> The Professional tier is made for high-end 3D CAD, Creative Suite, GIS etc.
What I'd love is to use a virtual terminal that has every application possible pre-installed or available on demand and runs like a citrix application with payment by time/cpu or whatever makes sense.
So I want to use AutoCAD, I find it in the catalog of apps, use it for 20 minutes, pay 2 dollars or whatever. I want Visual Studio 2013, I find it in the catalog, use it for 2 hours, pay a dollar fifty.
Then all I need is a cheap laptop with a nice screen and I'm good for years and years.

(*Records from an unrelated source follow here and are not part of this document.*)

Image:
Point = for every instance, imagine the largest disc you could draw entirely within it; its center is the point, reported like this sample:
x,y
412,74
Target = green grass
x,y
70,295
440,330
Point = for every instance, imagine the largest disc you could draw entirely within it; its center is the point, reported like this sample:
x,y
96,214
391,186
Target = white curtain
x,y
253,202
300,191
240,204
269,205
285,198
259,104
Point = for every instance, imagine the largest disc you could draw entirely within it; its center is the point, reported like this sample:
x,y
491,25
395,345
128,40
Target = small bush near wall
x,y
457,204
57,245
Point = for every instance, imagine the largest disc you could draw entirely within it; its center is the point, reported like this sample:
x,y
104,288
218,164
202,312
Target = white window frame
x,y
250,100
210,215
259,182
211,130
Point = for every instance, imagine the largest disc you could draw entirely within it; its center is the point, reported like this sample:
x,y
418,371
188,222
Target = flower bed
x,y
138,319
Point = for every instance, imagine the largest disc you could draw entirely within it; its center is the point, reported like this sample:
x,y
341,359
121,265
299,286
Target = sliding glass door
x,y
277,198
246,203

Paperspace founder here. One of the things we are most excited about is rapidly evolving cloud licensing models. Adobe (among others) has paved the way for a more on-demand version like what you are describing. I think a lot of other companies will move in this direction as well. We definitely share your vision and hope to offer pre-configured machines as well as on-demand apps in the future. Also, you can clone a VM and distribute it really easily which could be interesting (a dumber approach to what you're talking about).
What about sharing - heavy - files with coworkers not using this app? What about uploading files? It feels to me like working in a bubble... but maybe I'm wrong.
How about some sort of dropbox like syncing? Put your files in a shared dropbox folder, sync dropbox folder on remote VM, save your work on remote VM when done, changes get synced back to shared dropbox folder.
Obviously not perfect and obviously problematic if lots of people try working on the same file at the same time, but should solve at least some of the problems.
No company can provide this because the kind of service you want needs to be licensed by the software creators: Microsoft, Autodesk, etc. I don't think it would be an easy job to convince these big companies.
What I'd love is to use a virtual terminal that has every application possible pre-installed or available on demand and runs like a citrix application with payment by time/cpu or whatever makes sense.
So I want to use AutoCAD, I find it in the catalog of apps, use it for 20 minutes, pay 2 dollars or whatever. I want Visual Studio 2013, I find it in the catalog, use it for 2 hours, pay a dollar fifty.
Then all I need is a cheap laptop with a nice screen and I'm good for years and years.